[FOM] universal machine as a primitive instruction

Tucker J.V. J.V.Tucker at swansea.ac.uk
Mon Apr 15 17:59:01 EDT 2013


Colleagues,


1. It is not difficult to show that the primitive recursive functions have a total computable universal function but that it cannot be primitive recursive.

2. The importance of universality emerged in early papers by Hartley Rogers on enumerating the partial recursive functions that inspired A I Mal'cev to create the theory of numerations. The study classifies different enumerations and seeks axioms from which to derive theorems. Particularly impprtant are the s-n-m property and universality from which all sorts of results follow. The theory of numerations has a number of forms when applied to the partial recursive functions. One thinks of the programming systems of Machtey and Young's nice text book:

Michael Machtey and Paul Young, An introduction to the general theory of algorithms. North-Holland, New York, Oxford, Shannon, 1978, vii + 264

where elementary axiomatic style proofs of the Halting Problem and Rice's Theorem etc are derived from very simple axioms on enumerations.

3. The questions about the partial recursive functions are best answered by thinking axiomatically. Universality is an important axiom in the general axiomatic analysis of computation theories in:

Jens E. Fenstad, General Recursion Theory: An Axiomatic Approach. Perspectives in Mathematical Logic, Volume 10. Berlin: Springer-Verlag, 1980. 225 pp.

These computation theories unify a great deal of the basic properties of classical, abstract algebraic and higher type theories.

4. The axioms for computation theories have minimal models, namely the partial recursive functions.

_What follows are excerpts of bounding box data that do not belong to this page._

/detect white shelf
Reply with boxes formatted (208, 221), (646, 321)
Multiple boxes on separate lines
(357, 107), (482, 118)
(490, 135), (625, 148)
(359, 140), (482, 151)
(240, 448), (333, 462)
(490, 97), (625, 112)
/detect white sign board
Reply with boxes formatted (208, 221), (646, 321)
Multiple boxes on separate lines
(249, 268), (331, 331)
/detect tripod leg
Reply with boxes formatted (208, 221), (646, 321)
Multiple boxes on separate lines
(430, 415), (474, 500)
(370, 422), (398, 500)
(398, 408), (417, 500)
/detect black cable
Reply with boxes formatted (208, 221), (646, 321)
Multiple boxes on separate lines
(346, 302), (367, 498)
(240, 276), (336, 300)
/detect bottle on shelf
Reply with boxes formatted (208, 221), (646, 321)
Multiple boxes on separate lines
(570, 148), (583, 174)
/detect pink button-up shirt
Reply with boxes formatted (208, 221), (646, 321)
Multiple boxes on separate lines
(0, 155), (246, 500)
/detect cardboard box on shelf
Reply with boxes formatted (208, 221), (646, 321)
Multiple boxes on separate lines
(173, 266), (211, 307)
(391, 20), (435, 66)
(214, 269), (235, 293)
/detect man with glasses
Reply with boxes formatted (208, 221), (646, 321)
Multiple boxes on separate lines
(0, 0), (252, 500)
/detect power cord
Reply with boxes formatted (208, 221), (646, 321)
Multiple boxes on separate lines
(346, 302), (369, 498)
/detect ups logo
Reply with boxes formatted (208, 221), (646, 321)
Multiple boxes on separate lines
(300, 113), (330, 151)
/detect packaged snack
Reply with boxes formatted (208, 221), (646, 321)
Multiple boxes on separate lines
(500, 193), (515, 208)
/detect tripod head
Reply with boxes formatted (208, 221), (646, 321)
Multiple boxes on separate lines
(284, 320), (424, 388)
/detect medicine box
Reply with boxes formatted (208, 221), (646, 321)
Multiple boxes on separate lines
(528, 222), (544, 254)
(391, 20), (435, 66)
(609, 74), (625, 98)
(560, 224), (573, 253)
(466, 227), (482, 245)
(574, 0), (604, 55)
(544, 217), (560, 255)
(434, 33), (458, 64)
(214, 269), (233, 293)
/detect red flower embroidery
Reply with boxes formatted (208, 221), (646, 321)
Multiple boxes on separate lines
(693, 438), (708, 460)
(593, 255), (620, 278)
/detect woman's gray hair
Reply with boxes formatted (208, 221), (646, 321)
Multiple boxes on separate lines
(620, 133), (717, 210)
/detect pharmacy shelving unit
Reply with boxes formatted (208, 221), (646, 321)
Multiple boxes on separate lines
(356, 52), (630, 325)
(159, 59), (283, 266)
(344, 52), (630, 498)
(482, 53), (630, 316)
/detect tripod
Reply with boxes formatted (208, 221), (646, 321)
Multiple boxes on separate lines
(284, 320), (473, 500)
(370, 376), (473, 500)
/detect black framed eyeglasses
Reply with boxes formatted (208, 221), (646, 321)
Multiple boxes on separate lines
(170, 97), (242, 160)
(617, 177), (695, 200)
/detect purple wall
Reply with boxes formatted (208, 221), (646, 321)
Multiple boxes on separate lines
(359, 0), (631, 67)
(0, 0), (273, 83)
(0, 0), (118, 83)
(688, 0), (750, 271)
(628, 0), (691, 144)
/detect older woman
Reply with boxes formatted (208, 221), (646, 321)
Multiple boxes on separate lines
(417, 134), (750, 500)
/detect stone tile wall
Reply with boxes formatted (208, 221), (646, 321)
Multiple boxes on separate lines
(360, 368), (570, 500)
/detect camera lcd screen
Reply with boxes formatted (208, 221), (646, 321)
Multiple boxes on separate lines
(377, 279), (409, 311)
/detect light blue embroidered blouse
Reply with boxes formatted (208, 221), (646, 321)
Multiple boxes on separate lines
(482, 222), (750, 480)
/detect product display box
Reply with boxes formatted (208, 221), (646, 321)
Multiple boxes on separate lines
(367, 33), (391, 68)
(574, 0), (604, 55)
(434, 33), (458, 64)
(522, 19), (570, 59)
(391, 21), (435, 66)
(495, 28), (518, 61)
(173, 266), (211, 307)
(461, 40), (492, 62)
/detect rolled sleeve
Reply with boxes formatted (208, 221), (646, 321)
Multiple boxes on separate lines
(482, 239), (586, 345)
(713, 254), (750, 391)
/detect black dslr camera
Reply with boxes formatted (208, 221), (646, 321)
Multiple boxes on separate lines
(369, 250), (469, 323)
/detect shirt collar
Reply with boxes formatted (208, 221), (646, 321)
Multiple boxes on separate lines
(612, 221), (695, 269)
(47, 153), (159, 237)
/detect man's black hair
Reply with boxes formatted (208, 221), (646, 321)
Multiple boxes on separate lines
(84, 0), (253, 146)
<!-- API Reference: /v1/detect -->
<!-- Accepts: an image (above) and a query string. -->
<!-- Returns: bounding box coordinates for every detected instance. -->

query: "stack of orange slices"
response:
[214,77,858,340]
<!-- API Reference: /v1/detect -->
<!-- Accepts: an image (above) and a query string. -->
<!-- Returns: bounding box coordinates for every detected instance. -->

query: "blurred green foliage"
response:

5. The minimal model of a computation theory over a universal algebra is the class of partial functions definable by while programs with arrays or, equivalently, register machines with arrays, over the universal algebra:

J Moldestad, V Stoltenberg-Hansen and J V Tucker, Finite algorithmic procedures and computation theories, Mathematica Scandinavica, 46 (1980) 77-94.

John



________________________________
From: fom-bounces at cs.nyu.edu [fom-bounces at cs.nyu.edu] on behalf of David Leduc [david.leduc6 at googlemail.com]
Sent: Monday, April 15, 2013 2:40 PM
To: Foundations of Mathematics
Subject: Re: [FOM] universal machine as a primitive instruction

On Fri, Apr 12, 2013 at 10:51 AM, <T.Forster at dpmms.cam.ac.uk<mailto:T.Forster at dpmms.cam.ac.uk>> wrote:
Have i missed answers to this?

No, unfortunately you have not.

Is Turing-computable the only notion of computability that supports a universal machine?

At least in my textbooks and on Wikipedia, there is no weaker notion of computability that is shown supporting a universal machine. But can it be proven?


On Sat, Apr 13, 2013 at 11:40 AM, Steve Stevenson <steve at clemson.edu<mailto:steve at clemson.edu>> wrote:
I have my undergrad computability students, all computer science/math majors, implement emulators (universal machines) for FSA, PDA, and Tm  (both deterministic and non-deterministic) in their favorite programming language.

The way I understand "universal machine", it cannot be implemented in your favorite language but has to be implemented in the language of the machine it emulates.